Question

How would I put cos(u^2) in to terms of x using u sub. Could I....

Answer 1

say u=x^2 and du= 2x dx and then say that the integral cos(u^2)du is equal to cos(x)*2x dx

Answer 2

switch that u^2=x

Answer 3

I'm not sure I follow what you're trying to do? Typically you'll have something like
\[\int u\ cos(u^2)\ du\]

Answer 4

the question is integrate cos(u^2)du from cos(x) to 5x

Answer 5

My mistake, Find the derivative of the following y= the integral from cos(x) to 5x of cos(U^2)du

Answer 6

Oh, whew.. Much better ;p

Answer 7

So I assume you put u into terms of x, then integrate, then evaluate, then take the derivative?

Answer 8

Are you taking the derivative with respect to x or with respect to u?

Answer 9

x I think.

Answer 10

It doesn't say?

Answer 11

It should say.

Answer 12

I will put in the equation as stated

Answer 13

Find the derivative of the following function: \[y=\int\limits_{cosx}^{5x} \cos(u^2)du\]

Answer 14

so I decided to let x=u^2 and du=2x so the equation becomes integral of cos(x)*2xdx

Answer 15

I don't think you need to do that. I feel as though they want you to rely on the fundamental theorem of calculus here..

Answer 16

Wait so I can just take the integral of cos(u^2) and then eval for 5x and cos x?

Answer 17

and then take the derivative of the evaluated function?

Answer 18

Oh, wait, sure you can.. just requires a u-sub, then parts.
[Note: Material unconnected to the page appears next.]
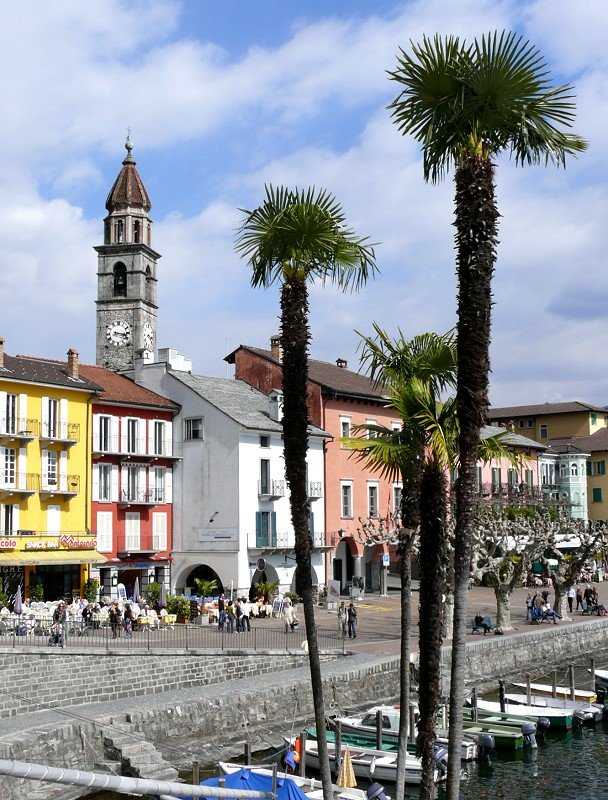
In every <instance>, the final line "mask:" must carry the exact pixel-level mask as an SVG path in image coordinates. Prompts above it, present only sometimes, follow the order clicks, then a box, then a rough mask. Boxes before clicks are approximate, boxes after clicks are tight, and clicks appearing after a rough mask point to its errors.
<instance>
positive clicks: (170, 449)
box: [164, 421, 173, 456]
mask: <svg viewBox="0 0 608 800" xmlns="http://www.w3.org/2000/svg"><path fill="white" fill-rule="evenodd" d="M164 446H165V448H166V450H165V455H168V456H172V455H173V423H172V422H169V421H167V422H165V441H164Z"/></svg>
Sorry.

Answer 19

\[\int\limits 2xcos(x) dx \rightarrow 2xsin(x)+2\cos(x)\]

Answer 20

I dunno where to go with it. The answer is sin(x)*cos(cos^2x)+5cos(25x^2)

Answer 21

Ah forgot to change the limits.

Answer 22

You have to do parts again on 2xsin(x) so it repeats and gets you back to 2xcos(x)

Answer 23

It doesn't repeeat does it U=2x du =2 v=sin(x) dv = cos(x)

Answer 24

Oh, you're right.

Answer 25

Wait does the question actually ask? \[d/du \int\limits_{\cos(x)}^{5x} \cos(u^2)du\]

Answer 26

Do the integral and the derivative cancel?

Answer 27

Wait, what did you use for the original u-sub?

Answer 28

u^2=x

Answer 29

\[u^2 = x \implies 2u\ du = dx \implies du = \frac{1}{2\sqrt{x}}dx\]

Answer 30

So I don't think you're using the right integral.

\[\int cos(u^2)du = \int {cos(x) \over 2\sqrt{x}}dx\]

Answer 31

Probably I was using du=2xdx

Answer 32

I can see why it would be 1/2x I don't see how it is root x

Answer 33

Because \(u^2 = x \implies u = \sqrt{x}\)

So
\[2u\ du = dx \implies du = \frac{1}{2u}dx = \frac{1}{2\sqrt{x}}dx\]

Answer 34

I think we need to use the fundamental theorem. And I think it'll make this much easier..

Answer 35

Oh I see.

Answer 36

Lets see here. Lets assume that \[F(u) = \int cos(u^2) du\]
\[\implies \int\limits_{\cos(x)}^{5x} \cos(u^2)du = F(5x) - F(cos(x))\]
Right?

Answer 37

Right

Answer 38

Ok, well if \[F(u) = \int cos(u^2) du\]
Then\[\frac{d}{du}F(u) = cos(u^2) \]

Answer 39

Right?

Answer 40

I see so the integral and the derivative cancel?

Answer 41

differential*

Answer 42

Yes. That's the fundamental theorem of calculus. Integration and derivatives are inverses of eachother (plus or minus a constant).

Answer 43

So the question is just asking cos(5x^2)-cos(cos(x^2)

Answer 44

So that means that
\[\frac{d}{dx} \int\limits_{\cos(x)}^{5x} \cos(u^2)du =\frac{d}{dx}[ F(5x) - F(cos(x))]\]\[= cos((5x)^2)( \frac{d}{dx}[5x]) - cos(cos^2(x))(\frac{d}{dx}[cos(x)])\]\[=?\]

Answer 45

Oh snap. 5cos(25x^2)+sin*cos(cos^2(x)) which is the answer.

Answer 46

So just have to remember that the derivative undoes the integral, then be sure to use the chain rule since your limits are functions of another variable.

Answer 47

That's it great thanks.